How do you think the UCI Track Champions League series has developed the audience’s awareness of track cycling?
It’s an eight-year plan, and I personally believe they exceeded expectations in the first year. It’s very difficult to get something like this up and running. I took part in some of the planning with James Pope, and I thought I had an understanding of how much work went into putting an event on like this. Then, when I got to the first round in Palma last year, I realised how much other stuff had been going on.
You just can’t comprehend how much goes into the organisation, the promotion, gathering the riders and the sponsorship. There’s also been the huge support from Discovery Sports Events on the TV broadcasting, and making the ‘Back on Track’ documentary series. Everything that goes on behind the scenes is a mammoth task. I think they’ve done an absolutely fantastic job.

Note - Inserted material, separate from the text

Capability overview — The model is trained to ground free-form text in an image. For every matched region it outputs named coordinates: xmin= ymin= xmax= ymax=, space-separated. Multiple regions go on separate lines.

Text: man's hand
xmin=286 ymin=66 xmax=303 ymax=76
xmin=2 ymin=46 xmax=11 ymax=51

It feels like it’s an established series that’s been going on for years, but it’s only the second year and it’s only going to get exponentially better. The momentum will just keep gathering. As more riders get involved, more fans will too. They’ll be desperate to find out more about them. They’ll be engaging with all the riders’ clips on social media. We’re only at the very bottom part of the graph, but it’s about to go crazy. Even now, you can really see a significant improvement in the audience’s awareness of track cycling.